Who knew? For those of you that know him Camden would be the last one of my kids that I would label as sensitive, but he is. I think that losing Callun changed him. I know it has affected him deeply in a way none of us will ever understand.

Colton is at Boy Scout Camp. RJ left to go visit his mom. Camden is here for TWO whole days ALONE!  He woke up yesterday worried that his brothers were "missing." Daddy was asleep in bed, but Camden couldn't find me. I was in the shower. By the time he figured this out he was in tears. The only thing I can relate this to is the morning when we lost Callun he woke up and I was gone. He wasn't alone, he was in great hands, but I was no where to be found.

I know that I have anxiety in situations, some I even find ridiculous myself but it happens all the same, I don't try to understand it or control it, I just go with it when it happens, don't fight it and it stops much faster. I am sure that he has the same issues.

Last night we got in my bed and were gonna watch NickJr until he was tired enough to fall asleep. We were watching Ni Hao Kai Lan. Simple enough right.

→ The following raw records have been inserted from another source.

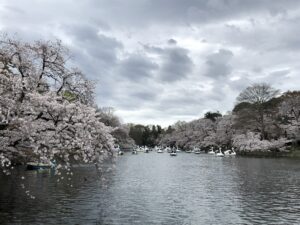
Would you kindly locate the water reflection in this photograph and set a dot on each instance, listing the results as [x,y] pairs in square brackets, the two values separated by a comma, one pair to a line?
[159,189]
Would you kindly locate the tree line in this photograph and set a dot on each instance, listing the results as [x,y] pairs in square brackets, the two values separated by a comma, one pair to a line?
[262,120]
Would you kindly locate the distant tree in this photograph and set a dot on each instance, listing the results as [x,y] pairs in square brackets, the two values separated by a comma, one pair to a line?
[212,115]
[169,130]
[255,107]
[107,116]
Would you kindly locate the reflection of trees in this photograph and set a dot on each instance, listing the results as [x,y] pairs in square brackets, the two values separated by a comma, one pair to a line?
[267,189]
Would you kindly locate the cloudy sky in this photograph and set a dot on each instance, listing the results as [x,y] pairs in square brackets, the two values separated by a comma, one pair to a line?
[160,61]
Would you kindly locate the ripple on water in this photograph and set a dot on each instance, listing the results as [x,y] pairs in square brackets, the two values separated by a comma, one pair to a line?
[159,189]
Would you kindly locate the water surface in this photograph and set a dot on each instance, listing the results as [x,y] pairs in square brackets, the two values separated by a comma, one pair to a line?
[158,189]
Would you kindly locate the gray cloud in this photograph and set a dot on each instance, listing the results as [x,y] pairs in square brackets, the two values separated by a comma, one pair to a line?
[176,65]
[137,67]
[218,64]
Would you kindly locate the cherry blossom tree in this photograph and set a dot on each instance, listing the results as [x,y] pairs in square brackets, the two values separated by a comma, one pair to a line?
[47,108]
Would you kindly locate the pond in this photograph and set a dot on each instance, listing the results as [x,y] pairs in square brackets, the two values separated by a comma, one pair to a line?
[158,189]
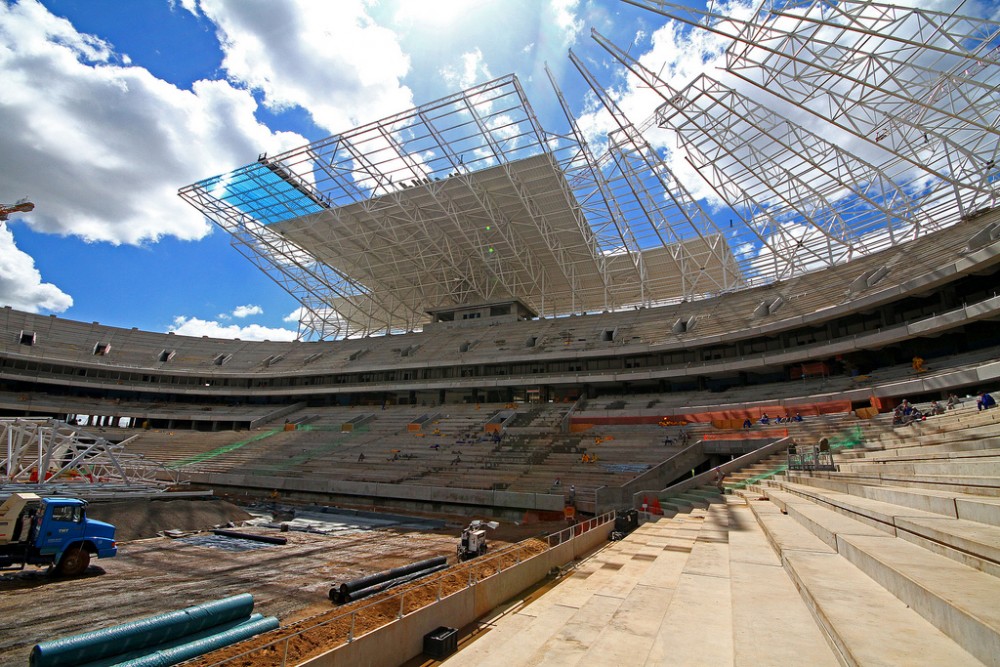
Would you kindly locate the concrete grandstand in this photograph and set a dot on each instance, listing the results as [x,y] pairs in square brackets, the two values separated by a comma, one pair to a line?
[495,315]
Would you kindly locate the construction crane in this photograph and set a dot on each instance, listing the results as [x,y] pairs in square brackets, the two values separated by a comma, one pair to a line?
[20,206]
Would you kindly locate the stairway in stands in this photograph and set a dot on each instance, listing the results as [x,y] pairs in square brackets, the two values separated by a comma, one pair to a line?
[891,560]
[901,544]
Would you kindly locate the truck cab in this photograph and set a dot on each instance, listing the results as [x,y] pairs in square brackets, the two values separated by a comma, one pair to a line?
[52,531]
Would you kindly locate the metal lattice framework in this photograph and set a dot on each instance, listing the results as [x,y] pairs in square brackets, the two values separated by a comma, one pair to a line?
[49,452]
[464,200]
[914,91]
[468,200]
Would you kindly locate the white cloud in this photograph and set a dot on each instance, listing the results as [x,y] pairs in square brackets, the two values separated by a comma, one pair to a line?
[566,20]
[21,285]
[248,310]
[472,70]
[192,326]
[102,147]
[331,59]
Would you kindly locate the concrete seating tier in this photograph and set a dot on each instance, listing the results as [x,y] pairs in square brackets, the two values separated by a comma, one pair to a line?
[708,588]
[913,518]
[914,264]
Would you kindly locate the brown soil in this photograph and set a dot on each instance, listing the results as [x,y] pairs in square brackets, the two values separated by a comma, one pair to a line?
[152,576]
[134,520]
[322,632]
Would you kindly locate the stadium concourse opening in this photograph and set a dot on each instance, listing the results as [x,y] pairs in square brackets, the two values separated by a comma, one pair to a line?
[508,322]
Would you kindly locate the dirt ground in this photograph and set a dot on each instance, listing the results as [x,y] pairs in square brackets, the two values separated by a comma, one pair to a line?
[156,575]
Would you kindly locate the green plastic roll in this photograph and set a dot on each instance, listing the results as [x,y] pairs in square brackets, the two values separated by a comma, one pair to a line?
[145,632]
[141,653]
[178,654]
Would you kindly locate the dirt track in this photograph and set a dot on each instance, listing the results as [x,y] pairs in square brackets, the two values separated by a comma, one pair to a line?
[156,575]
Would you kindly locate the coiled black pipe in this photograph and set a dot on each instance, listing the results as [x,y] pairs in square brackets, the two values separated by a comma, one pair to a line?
[339,593]
[386,585]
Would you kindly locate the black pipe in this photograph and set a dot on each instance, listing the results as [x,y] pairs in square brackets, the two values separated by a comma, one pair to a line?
[250,536]
[386,585]
[340,593]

WRONG! The one characters Panda bear fell in the mud and got dirty, he had to leave him with the Grandpa to get "fixed." The kids was crying, next thing I know Camden is hysterical! Holding his "buddies" (his mini Callun Monkey - named Canaan- and his bug eyed mini Giraffe - named Callun). He said that the show made his mind feel like it was his buddies that were "damaged." At first I giggled, and thought he is crying at a cartoon. Then of course it turned into much much more.

Cam said " I miss my brothers, I don't want to be the only brother, What if mean kids get my buddies....several crazy "buddy assult senarios", then finally I miss Callun....
There is was the root of the tears.

We all have our good days and bad days. I think that being alone has made him realize that even if RJ and Colt were gone Callun is supposed to be here. I feel it, I think it all the time. I make sure that I don't talk about it in front of him as much as I think it, but he obviously thinks it too. All I could do was hold him and tell him it is ok to be sad. Nothing was working to console him. He woke up after wetting my bed this morning worried about his buddies. Colt comes home tomorrow, Hopefully this will help a little.

Although I can't help but think that this is going to get worse before it gets better. We are all nervous and anxious about the baby coming (in the next 3-5 weeks) and I fear that this may be harder on everyone than I had orginally thought.

I am prepared for the new baby to bring the tough emotions and anxiety out in me, what I wasn't prepared for was the boys and how it may affect them.